El verdadero chapí­n (no hablo del que ha alterado su tipo extranjerizándose), ama a su patria ardientemente, entendiendo con frecuencia por patria la capital donde ha nacido; y está tan adherido a ella, como la tortuga al carapacho que la cubre. Para él, Guatemala es mejor que Parí­s; no cambiarí­a el chocolate, por el té ni por el café (en lo cual tal vez tiene razón). Le gustan más los tamales que el vol-au-vent, y prefiere un plato de pepián al más suculento roastbeef. Va siempre a los toros por diciembre, monta a caballo desde mediados de agosto hasta el fin del mes; se extasí­a viendo arder /castillos/ de pólvora; cree que los pañetes de Quezaltenango y los brichos de Totonicapán pueden competir con los mejores paños franceses y con los galones españoles; y en cuanto a música, no cambiarí­a los sonecitos de Pascua por todas las óperas de Verdi.

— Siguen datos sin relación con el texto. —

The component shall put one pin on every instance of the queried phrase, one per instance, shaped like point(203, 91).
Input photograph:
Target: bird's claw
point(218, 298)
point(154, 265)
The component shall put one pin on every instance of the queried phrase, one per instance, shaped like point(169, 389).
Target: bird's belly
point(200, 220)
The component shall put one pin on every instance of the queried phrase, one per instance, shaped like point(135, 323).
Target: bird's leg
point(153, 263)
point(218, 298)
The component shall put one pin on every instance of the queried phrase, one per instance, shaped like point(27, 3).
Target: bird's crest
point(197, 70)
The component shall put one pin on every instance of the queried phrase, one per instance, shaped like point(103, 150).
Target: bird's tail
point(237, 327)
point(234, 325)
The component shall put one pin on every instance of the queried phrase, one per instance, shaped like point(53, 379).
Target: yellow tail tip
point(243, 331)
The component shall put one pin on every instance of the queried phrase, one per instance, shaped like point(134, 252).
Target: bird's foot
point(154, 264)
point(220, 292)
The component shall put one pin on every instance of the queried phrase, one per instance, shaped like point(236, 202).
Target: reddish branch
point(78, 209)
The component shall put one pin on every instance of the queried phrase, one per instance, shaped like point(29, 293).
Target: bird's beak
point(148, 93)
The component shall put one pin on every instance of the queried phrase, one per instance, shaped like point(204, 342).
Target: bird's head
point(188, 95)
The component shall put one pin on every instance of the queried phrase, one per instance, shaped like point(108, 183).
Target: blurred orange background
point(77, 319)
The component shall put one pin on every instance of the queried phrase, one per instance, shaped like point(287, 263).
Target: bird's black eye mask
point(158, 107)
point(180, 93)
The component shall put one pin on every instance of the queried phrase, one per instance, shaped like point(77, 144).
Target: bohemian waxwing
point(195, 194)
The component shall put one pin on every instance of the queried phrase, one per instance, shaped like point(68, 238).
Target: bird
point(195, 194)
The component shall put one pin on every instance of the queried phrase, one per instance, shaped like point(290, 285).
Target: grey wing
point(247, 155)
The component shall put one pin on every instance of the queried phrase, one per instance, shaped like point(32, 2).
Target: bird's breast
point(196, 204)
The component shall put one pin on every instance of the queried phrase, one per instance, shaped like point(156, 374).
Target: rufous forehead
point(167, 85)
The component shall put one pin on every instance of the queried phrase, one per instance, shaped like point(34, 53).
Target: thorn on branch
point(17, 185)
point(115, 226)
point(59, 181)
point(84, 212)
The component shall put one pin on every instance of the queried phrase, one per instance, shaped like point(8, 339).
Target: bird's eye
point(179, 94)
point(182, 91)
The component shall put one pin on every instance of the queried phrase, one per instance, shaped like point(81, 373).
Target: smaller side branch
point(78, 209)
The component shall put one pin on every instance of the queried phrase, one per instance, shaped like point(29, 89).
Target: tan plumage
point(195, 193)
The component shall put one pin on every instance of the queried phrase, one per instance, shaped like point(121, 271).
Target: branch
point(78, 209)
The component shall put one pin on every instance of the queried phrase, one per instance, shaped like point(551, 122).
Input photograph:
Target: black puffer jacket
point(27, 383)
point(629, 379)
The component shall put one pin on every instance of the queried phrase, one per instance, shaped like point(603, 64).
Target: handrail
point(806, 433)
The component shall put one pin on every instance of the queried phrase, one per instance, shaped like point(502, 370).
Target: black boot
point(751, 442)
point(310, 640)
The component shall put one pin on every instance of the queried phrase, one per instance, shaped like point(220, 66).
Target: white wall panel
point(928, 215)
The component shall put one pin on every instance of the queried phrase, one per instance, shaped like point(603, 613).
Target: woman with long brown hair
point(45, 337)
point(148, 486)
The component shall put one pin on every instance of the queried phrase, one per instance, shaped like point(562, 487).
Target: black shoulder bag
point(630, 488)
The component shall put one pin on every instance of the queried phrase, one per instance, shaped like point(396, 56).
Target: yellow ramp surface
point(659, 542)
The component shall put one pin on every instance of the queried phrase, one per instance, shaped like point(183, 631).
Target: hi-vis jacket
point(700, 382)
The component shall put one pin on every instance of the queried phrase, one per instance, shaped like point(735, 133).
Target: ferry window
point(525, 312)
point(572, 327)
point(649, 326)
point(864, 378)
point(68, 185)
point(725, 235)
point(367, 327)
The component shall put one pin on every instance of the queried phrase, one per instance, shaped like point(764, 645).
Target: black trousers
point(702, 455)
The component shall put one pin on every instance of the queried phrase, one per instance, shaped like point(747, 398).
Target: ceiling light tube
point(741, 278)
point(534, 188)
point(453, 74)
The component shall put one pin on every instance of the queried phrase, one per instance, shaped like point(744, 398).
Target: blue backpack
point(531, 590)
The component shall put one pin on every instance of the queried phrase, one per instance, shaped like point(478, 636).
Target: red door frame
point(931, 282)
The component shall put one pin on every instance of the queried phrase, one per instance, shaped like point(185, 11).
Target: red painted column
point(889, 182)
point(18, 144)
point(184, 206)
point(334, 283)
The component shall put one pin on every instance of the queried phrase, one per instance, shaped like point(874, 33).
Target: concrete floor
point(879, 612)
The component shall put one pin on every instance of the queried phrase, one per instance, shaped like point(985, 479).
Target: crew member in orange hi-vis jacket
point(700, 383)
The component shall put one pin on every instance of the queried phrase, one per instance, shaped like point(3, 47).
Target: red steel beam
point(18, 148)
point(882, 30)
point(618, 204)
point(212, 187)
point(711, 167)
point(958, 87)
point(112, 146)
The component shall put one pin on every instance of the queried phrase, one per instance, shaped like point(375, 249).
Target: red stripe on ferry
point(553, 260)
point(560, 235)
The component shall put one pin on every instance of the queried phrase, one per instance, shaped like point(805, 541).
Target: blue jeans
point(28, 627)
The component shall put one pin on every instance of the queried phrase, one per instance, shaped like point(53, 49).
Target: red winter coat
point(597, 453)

Habla un castellano antiquí­simo: vos, habí­s, tené, andá; y su conversación está salpicada de provincialismos, algunos de ellos tan expresivos como pintorescos. Come a las dos de la tarde: se afeita jueves y domingo, a no ser que tenga catarro, que entonces no lo hace así­ le maten; ha cumplido cincuenta primaveras y le llaman todaví­a niño fulano; concurre hace quince años a una tertulia, donde tiene unos amores crónicos que durarán hasta que ella o él bajen a la sepultura. Tales son, con otros que omito, por no alargar más este bosquejo, los rasgos principales que constituyen al chapí­n legitimo; del cual, como tengo dicho, apenas quedan ya unas pocas muestras.